Simple answer, no. According to a recent case decided by the Bankruptcy Court in the Northern District of California, two federal appellate courts have addressed this issue and both have held that “the non-competition agreement, to the extent enforceable under state law, is enforceable notwithstanding the bankruptcy discharge.” (Quattrin v. Total Car Franchising Corp. (In re Quattrin), 2011 WL 2112415 (Bankr. N.D. Cal. 2011).)
The logic behind the decision was explained in Kennedy v. Medicap Pharmacies, Inc., 267 F.3d 493 (6th Cir. 2001).

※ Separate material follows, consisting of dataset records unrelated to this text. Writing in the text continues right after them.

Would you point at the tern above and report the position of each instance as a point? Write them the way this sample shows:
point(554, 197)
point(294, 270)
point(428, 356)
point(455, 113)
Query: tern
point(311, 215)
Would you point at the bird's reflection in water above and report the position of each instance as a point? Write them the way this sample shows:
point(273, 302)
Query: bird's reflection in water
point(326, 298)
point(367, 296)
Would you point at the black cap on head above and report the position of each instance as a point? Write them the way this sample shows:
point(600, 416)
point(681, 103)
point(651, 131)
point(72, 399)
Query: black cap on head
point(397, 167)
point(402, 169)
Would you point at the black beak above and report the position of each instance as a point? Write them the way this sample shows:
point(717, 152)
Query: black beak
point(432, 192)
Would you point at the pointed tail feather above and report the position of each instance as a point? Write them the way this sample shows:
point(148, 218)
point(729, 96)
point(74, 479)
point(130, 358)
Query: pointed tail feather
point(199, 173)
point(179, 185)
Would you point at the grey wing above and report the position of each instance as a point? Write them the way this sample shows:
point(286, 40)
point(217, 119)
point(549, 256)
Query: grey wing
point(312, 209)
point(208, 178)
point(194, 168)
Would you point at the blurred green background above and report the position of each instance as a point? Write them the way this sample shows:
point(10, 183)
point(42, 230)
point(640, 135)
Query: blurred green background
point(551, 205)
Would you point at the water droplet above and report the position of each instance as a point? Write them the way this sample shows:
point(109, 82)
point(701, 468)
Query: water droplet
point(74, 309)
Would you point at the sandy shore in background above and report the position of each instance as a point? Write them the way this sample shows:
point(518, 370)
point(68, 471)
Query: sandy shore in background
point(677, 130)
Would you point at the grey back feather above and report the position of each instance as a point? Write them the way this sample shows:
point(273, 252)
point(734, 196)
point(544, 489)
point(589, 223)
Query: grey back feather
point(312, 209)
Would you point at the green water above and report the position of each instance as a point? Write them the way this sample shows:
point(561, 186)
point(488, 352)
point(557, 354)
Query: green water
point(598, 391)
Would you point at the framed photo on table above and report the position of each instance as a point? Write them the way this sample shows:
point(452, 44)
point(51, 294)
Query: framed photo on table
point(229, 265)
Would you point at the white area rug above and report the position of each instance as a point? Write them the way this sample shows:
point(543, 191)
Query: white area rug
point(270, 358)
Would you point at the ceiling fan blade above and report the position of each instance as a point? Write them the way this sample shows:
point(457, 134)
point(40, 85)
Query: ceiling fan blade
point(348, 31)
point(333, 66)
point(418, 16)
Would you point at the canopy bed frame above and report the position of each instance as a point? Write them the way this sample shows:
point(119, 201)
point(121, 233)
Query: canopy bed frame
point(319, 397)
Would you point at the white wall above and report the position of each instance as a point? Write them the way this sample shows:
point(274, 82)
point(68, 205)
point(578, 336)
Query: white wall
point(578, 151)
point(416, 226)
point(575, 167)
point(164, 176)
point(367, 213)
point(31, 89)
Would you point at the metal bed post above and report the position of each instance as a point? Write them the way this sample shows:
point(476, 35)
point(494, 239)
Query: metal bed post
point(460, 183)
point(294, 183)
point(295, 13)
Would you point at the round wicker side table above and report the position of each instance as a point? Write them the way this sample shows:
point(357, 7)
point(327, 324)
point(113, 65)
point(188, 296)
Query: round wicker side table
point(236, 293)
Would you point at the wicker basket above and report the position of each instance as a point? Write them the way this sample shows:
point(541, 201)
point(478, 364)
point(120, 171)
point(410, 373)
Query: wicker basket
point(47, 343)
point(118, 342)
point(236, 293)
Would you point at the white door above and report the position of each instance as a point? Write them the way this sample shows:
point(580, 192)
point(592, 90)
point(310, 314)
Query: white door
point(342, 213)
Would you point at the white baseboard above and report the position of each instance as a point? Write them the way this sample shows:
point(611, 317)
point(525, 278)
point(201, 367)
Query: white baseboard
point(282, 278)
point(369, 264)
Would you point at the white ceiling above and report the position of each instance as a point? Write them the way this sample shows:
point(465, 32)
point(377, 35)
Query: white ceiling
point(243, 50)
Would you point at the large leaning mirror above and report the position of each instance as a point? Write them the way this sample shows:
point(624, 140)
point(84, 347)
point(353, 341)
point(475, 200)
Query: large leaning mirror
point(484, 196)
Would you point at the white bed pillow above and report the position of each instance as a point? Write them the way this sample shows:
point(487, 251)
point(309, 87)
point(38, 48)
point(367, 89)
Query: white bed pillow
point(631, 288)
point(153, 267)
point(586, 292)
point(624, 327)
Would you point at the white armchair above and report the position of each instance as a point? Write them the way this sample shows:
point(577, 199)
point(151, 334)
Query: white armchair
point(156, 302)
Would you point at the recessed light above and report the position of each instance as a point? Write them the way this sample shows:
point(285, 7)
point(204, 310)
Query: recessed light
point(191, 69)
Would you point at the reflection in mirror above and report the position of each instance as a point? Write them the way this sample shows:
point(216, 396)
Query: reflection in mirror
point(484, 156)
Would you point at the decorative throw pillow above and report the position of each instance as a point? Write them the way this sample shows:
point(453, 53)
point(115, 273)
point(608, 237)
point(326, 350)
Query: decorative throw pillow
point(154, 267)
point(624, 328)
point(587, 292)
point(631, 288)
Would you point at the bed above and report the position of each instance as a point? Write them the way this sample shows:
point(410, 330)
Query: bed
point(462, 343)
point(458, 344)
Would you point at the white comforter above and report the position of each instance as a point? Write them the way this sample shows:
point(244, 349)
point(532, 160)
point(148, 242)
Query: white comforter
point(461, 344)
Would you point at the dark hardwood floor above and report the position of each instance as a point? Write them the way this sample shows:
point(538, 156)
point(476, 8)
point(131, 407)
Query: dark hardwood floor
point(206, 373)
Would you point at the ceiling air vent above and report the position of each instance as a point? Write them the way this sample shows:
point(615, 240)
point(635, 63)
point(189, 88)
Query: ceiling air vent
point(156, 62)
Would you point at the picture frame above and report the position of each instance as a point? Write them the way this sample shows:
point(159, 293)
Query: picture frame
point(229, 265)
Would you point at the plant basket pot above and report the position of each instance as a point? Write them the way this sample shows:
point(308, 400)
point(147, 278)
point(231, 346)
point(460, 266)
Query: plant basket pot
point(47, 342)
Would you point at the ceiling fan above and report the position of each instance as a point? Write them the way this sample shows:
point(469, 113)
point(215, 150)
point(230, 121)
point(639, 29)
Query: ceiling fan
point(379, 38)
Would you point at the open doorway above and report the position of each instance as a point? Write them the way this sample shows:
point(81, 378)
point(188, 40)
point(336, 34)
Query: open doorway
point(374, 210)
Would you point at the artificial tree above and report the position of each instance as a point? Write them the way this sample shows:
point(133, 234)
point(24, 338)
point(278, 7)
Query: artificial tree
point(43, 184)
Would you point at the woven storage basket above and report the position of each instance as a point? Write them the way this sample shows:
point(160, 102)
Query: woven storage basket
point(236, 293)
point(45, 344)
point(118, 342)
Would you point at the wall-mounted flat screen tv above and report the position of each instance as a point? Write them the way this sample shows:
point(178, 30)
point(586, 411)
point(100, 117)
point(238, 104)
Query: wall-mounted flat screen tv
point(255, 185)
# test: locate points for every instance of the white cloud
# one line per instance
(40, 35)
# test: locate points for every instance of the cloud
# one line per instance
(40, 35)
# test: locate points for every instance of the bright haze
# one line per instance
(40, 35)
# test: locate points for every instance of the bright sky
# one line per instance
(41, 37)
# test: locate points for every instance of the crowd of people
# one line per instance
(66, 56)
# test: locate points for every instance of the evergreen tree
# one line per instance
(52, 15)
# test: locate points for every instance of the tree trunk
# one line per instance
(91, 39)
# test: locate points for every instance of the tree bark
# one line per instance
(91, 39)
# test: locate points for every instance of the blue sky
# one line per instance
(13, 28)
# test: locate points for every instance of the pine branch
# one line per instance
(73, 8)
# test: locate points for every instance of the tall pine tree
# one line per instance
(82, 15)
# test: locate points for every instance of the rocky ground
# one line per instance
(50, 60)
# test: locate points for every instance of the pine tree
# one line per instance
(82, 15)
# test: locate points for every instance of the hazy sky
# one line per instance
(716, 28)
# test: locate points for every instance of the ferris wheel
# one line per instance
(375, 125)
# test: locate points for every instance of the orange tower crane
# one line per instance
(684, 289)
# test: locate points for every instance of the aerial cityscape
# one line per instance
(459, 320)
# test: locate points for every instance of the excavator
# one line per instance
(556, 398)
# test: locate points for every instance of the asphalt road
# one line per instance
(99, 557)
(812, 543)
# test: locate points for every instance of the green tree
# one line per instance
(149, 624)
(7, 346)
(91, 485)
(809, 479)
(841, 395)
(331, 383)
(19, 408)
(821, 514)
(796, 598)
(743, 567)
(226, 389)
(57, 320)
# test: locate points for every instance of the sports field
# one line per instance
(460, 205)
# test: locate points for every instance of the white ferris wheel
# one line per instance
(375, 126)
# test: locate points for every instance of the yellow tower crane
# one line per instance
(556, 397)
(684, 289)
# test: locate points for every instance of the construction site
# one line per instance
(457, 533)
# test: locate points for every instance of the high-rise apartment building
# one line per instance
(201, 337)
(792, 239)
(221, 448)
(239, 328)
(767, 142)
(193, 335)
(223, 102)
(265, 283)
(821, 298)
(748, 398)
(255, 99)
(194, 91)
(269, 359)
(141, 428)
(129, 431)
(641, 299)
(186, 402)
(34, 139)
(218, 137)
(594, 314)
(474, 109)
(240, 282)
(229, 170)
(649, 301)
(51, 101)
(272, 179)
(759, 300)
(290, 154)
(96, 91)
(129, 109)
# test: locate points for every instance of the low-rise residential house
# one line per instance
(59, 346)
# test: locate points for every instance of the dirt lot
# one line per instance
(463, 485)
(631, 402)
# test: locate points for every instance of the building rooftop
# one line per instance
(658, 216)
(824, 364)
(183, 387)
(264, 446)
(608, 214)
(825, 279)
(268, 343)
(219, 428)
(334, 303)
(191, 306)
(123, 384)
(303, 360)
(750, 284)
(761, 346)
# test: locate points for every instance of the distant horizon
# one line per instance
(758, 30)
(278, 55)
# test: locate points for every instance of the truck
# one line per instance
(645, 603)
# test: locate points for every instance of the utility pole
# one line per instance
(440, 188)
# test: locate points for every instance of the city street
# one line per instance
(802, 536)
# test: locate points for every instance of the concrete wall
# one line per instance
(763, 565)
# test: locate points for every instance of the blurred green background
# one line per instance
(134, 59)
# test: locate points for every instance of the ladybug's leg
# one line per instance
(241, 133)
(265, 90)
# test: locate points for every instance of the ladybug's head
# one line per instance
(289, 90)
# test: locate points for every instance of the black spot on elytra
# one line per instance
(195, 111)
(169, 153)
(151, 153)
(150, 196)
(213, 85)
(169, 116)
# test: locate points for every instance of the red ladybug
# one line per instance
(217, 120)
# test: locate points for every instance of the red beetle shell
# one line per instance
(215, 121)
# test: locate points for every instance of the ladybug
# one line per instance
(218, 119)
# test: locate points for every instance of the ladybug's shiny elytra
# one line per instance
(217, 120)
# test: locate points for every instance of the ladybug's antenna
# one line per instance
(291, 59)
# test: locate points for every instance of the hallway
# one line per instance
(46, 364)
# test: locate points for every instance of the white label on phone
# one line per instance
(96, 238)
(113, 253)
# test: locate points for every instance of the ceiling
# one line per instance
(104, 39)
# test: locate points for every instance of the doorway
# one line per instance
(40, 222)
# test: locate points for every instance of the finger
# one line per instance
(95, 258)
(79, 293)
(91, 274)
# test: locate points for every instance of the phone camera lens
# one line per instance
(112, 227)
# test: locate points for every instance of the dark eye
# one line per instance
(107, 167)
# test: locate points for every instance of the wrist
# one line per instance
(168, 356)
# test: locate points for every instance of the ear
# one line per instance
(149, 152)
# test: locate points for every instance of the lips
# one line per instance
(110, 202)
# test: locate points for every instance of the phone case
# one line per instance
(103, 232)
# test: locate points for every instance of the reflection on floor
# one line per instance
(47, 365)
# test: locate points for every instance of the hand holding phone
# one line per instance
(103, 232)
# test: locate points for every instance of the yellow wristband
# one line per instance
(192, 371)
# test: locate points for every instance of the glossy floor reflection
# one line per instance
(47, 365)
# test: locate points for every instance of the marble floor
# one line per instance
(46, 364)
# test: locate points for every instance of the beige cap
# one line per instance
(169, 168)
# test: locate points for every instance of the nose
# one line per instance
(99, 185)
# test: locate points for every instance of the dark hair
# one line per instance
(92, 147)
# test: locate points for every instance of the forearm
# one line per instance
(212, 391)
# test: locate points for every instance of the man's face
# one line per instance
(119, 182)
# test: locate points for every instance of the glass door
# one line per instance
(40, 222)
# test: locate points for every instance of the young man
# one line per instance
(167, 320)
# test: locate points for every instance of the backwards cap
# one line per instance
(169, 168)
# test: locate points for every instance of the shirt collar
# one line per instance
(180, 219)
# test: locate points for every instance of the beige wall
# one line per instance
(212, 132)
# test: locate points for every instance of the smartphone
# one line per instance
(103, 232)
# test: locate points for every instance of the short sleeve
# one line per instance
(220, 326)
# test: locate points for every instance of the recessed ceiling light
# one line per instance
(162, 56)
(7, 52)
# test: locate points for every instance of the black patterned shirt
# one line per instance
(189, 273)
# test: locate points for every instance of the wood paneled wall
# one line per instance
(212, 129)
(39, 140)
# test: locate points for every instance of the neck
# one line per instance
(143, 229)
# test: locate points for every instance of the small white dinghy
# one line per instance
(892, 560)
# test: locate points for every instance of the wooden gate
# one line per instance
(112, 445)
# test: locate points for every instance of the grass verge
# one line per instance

The general rule is that, except for certain specific debts, a bankruptcy discharge discharges all “debts” that arose before the filing of the bankruptcy petition. Under the bankruptcy code, a “debt” is the liability on a “claim.” And a “claim” is either  a right to payment or  the right to an equitable remedy for breach of performance if such breach gives rise to a right to payment. So a bankruptcy discharge wipes the debtor’s slate clean of all “claims.”
According to the courts, the remedy for a breach of a non-compete clause is generally money damages and an injunction which prevents the competition. The money damages count as a claim and would be discharged. But the injunction generally does not give rise to a right to payment, so it would not be a claim and, therefore, would not be discharged in bankruptcy.
Obviously, each situation is different, and there are bankruptcy courts that have found that non-compete clauses can be discharged in bankruptcy. But there is case law to support the position that non-compete clauses survive a bankruptcy discharge.